From the paleoclimate perspective, climate change is normal and part of Earth's natural variability related to interactions among the atmosphere, ocean, and land as well as changes in the seasonal amount of solar radiation reaching Earth. The geologic record also includes a variety of evidence for large-scale climate changes. For example, warm-climate vegetation, dinosaurs, and corals living at high latitudes about 90–120 million years ago indicate globally warm conditions at that time.

A Perspective on Glacial Cycles

Paleoclimate data has also shown that glacial cycles, a pattern of ice ages and glacial retreats lasting thousands of years, dominated the climate of the past two million years. During the peak of the most recent glacial cycle—about 21,000 years ago—massive terrestrial ice sheets extended over large parts of North America and Europe, reaching as far south as New York, Chicago, and Stockholm.
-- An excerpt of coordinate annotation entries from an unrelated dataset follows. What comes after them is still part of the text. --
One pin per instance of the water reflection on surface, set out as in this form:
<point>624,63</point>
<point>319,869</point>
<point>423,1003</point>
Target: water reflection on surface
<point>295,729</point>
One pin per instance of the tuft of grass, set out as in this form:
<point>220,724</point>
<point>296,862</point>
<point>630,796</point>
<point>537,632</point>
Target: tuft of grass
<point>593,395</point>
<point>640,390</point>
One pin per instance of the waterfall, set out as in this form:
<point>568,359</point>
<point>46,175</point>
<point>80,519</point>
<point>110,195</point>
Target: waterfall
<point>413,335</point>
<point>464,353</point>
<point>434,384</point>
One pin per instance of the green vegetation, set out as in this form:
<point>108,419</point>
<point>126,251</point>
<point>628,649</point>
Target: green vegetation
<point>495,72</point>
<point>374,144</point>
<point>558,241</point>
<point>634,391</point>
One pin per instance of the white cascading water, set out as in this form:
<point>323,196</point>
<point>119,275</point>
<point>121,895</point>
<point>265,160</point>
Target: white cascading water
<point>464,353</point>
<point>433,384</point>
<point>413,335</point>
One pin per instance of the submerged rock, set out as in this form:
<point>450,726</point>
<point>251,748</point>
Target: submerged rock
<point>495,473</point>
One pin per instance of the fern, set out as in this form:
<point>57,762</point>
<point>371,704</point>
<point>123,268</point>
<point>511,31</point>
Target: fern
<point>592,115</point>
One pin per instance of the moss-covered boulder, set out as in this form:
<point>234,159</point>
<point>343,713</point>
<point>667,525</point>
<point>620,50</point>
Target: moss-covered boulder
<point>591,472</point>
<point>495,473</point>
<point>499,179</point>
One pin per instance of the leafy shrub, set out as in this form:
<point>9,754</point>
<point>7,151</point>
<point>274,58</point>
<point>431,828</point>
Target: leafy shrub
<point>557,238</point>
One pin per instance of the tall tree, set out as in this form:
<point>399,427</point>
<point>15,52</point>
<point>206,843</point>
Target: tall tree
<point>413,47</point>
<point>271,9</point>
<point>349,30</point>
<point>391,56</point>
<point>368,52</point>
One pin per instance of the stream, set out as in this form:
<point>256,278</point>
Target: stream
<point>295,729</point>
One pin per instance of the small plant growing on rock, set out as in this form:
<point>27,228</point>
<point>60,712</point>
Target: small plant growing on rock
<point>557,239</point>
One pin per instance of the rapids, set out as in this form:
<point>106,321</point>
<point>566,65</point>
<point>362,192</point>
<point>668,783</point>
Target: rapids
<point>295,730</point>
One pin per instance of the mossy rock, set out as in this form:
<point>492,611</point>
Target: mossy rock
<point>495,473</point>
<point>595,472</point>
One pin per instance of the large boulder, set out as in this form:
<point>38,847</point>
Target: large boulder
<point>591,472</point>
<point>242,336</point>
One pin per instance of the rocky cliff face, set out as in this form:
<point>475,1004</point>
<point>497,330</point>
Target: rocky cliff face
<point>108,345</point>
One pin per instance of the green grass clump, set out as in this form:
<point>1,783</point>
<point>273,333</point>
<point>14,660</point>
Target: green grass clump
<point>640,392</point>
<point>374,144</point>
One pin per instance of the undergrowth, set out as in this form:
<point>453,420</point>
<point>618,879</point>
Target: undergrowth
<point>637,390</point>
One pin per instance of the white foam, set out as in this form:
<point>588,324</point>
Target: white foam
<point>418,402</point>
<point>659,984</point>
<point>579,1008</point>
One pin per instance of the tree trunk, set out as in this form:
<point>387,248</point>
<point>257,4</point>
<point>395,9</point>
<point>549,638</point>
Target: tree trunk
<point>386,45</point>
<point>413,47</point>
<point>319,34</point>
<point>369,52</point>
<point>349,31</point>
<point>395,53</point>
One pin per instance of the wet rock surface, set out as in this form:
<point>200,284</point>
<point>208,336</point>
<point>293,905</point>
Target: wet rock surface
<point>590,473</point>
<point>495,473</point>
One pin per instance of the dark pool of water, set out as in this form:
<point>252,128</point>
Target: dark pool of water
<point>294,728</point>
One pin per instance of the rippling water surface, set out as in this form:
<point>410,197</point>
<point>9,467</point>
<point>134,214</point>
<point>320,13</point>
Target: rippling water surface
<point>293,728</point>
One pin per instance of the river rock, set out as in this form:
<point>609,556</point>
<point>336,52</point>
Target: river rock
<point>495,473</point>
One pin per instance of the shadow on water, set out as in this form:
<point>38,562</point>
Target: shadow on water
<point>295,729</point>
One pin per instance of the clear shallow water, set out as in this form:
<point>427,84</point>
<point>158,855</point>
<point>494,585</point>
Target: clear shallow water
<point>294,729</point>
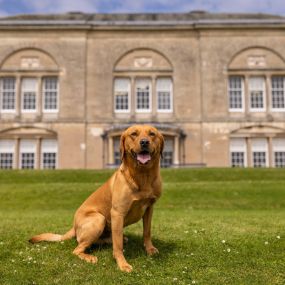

And, at that time, the global temperature was about 9°F colder than it is today.

Since the end of the last ice age over 10,000 years ago, the planet has undergone smaller changes in climate. Warming during medieval times and cooling during the “Little Ice Age” a few centuries ago dominated the last millennia.

A Perspective on Changes in the Atmosphere

Paleoclimatology also puts recent changes in the atmosphere and climate into perspective. For example, gas bubbles trapped in ice cores tell us that atmospheric carbon dioxide levels are now significantly higher than they have been over at least the last 800,000 years.

Prior to the Industrial Revolution, when humans began burning large amounts of fossil fuels, carbon dioxide levels varied between 180 to 280 parts per million across glacial and interglacial cycles. Today, in 2017, carbon dioxide levels have reached over 407 parts per million.

A Perspective on Global Temperature

Paleoclimate records from multiple proxies also indicate that global temperatures, which have risen with atmospheric carbon dioxide levels, are now higher than at any point in the last 1,500 years. Our planet has likely not been as warm as it is today since over 5,000 years, when changes in Earth’s orbit increased temperature in some parts of the world.

What is especially remarkable is that the long-term cooling trend that has existed over the past 5,000 or more years has reversed abruptly. And, global temperatures have risen from the coldest to near the warmest levels of our current interglacial period within the last century.